In honor of Black History Month here are a few facts you may not have known…
1. Did you know that George Washington Carver helped Henry Ford and Gandhi? Carver helped Ford create alternative fuels for cars and also was funded by Ford for some of his experiments at the Tuskegee Institute. Gandhi’s supporters asked Carver how to build up their strength during hunger strikes, Gandhi later wrote him to thank him for his valuable advice.
2. Cathay Williams was the first known black woman to enlist in the army, she was also the only black woman in the 19th century who served in the army. She posed as a man and changed her name to William Cathay. She served the armed forces for two years before doctors discovered that she was not a man.
3. When they were just 15 years old Condoleezza Rice and Martin Luther King, Jr. started college. Her major was political science at the University of Denver and he majored in sociology at Morehouse College in Atlanta.
4. The Black Panthers were a political organization that advocated for equal rights for Black Americans. They were made to be viewed as terrorists by U.S. government and media during the civil rights movement, but their powerful movements launched programs such as free dental care and free lunch and breakfast programs for lower-income children, they founded the sickle cell anemia research foundation, people’s free medical research health clinics and much more.

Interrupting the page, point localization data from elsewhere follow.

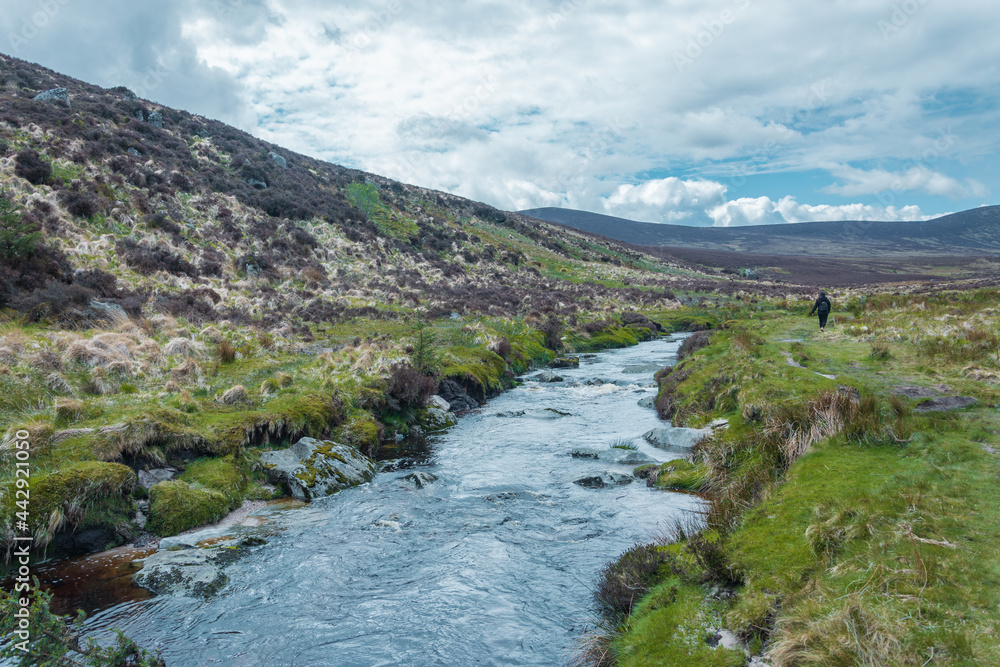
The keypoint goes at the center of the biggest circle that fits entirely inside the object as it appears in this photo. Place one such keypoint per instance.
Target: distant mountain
(970, 233)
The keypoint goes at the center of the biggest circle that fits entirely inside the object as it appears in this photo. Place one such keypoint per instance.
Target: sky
(695, 112)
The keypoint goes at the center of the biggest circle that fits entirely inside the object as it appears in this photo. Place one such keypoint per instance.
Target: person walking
(821, 308)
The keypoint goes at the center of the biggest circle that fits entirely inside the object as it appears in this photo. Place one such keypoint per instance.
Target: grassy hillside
(175, 292)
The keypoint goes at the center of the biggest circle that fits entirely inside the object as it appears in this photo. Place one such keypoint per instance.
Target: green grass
(877, 546)
(176, 506)
(671, 626)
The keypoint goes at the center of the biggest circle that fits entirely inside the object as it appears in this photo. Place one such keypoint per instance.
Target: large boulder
(456, 396)
(150, 478)
(315, 468)
(946, 404)
(677, 439)
(433, 419)
(565, 362)
(55, 96)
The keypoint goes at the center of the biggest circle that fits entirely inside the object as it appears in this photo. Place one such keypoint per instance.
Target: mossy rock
(219, 474)
(315, 468)
(176, 506)
(434, 419)
(682, 475)
(361, 431)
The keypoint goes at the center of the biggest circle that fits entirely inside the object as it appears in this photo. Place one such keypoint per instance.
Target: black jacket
(819, 301)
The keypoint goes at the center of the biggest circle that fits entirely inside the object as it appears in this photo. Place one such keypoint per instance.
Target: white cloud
(917, 178)
(764, 211)
(526, 104)
(666, 200)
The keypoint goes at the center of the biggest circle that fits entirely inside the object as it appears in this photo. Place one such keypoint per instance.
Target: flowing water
(492, 564)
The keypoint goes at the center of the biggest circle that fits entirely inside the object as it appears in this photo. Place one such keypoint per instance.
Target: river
(494, 563)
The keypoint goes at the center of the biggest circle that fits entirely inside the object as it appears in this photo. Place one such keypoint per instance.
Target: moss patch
(176, 506)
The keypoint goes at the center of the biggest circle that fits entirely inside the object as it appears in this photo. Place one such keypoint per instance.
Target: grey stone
(439, 402)
(56, 96)
(419, 479)
(110, 311)
(150, 478)
(676, 439)
(453, 392)
(312, 468)
(435, 419)
(188, 572)
(604, 479)
(643, 368)
(946, 404)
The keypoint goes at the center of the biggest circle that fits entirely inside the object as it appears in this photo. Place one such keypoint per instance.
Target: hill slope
(973, 232)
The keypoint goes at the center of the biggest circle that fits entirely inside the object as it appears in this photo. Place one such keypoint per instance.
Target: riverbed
(490, 560)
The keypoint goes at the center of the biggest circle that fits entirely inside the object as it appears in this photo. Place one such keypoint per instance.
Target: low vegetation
(844, 525)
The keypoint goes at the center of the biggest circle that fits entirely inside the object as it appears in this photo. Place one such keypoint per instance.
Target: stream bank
(480, 547)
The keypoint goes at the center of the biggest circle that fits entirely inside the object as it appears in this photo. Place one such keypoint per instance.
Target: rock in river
(945, 404)
(312, 468)
(677, 439)
(602, 479)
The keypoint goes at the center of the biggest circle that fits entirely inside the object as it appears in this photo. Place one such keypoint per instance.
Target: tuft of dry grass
(68, 410)
(235, 395)
(227, 353)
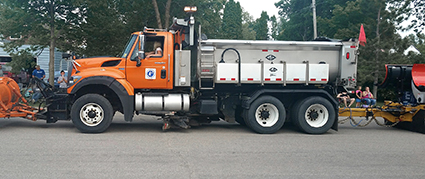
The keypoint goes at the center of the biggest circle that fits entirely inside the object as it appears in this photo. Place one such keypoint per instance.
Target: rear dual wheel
(266, 115)
(313, 115)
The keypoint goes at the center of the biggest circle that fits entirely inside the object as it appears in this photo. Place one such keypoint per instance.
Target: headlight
(73, 80)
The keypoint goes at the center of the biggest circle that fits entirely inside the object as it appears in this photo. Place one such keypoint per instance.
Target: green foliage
(22, 60)
(297, 20)
(38, 22)
(275, 28)
(418, 13)
(261, 28)
(232, 21)
(209, 16)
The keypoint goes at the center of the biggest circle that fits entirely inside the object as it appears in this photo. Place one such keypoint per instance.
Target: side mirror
(140, 56)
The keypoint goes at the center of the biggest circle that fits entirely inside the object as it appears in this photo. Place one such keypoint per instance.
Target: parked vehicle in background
(57, 75)
(21, 78)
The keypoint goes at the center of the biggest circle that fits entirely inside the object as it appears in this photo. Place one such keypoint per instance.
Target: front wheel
(314, 115)
(92, 113)
(266, 115)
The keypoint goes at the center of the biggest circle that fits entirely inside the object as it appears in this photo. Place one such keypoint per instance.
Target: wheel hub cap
(91, 114)
(313, 115)
(317, 115)
(264, 114)
(267, 115)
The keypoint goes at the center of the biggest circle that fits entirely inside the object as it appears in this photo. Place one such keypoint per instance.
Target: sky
(255, 7)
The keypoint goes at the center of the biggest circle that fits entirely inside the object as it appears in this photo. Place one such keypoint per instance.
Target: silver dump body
(277, 62)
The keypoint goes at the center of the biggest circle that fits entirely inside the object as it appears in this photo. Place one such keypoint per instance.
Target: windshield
(128, 46)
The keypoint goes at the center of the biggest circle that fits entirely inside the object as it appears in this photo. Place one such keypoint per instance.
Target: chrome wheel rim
(91, 114)
(317, 115)
(267, 115)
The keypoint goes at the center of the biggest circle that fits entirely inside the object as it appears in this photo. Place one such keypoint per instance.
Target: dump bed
(277, 62)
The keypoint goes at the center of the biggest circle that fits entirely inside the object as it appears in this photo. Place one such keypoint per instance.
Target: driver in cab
(157, 51)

5. The original Betty Boop was inspired by a black woman named Esther Jones, whose stage name was Baby Esther. Helen Kane a woman who is known as the inspiration of Betty Boop actually adopted Jones style after watching a show of hers. Jones took Kane to court and won $250,000 from her lawsuit.
6. Sarah Rector was once the richest black child in America after receiving land that was abundant with oil in the early 1900s. She received $300 a day which made her a millionaire. When her wealth became known she received many requests for loans, monetary gifts and marriage proposals from all around the world. People were so enraged that she was a millionaire and African-American that they tried to pass a law making her white… yes, you read that correctly. Despite the untrue statements the press released about her parents being “ignorant” and unable to manage money, as well as her being poor, wearing rags and living in an unsanitary shack, she graduated high school and went to the Tuskegee Institute.